A report completed by four private stakeholders found that electric deregulation has resulted in major savings for consumers in Illinois.
The Southern Illinoisan
Written by John O’Connor
SPRINGFIELD — Electric deregulation has saved Illinois customers as much as $37 billion over the past 16 years, a report released Monday said.
Commissioned by four business groups, the report says the average household has paid $3,600 less overall — or about $240 annually — than if the average annual electricity rates had stayed the same as they were before the 1998 deregulation.
That law allows Illinois utilities to compete for business on the open market rather than being regulated monopolies whose rates are set. Utilities had supplied, as well as delivered, electricity to consumers. The Legislature also restructured the natural gas market.

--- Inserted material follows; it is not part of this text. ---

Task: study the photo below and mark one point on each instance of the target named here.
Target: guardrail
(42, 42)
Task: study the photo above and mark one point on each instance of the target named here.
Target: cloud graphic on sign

“Illinois’ decision to competitively restructure its natural gas and electricity markets has been emphatically vindicated by the results,” the report said. “Supplier competition, access to broad regional energy markets and customer choice are the products of well-considered and conscientiously implemented policies to open the monopoly utility industry to market forces.”
The report was issued by the Illinois Manufacturers’ Association, Illinois Retail Merchants Association, Illinois Chamber of Commerce and the Illinois Business Roundtable. It said traditional regulation of monopoly service worked well when gas and electricity were high-growth industries, but that regulation did not move quickly enough to respond to new technologies and changing conditions when good conditions deteriorated.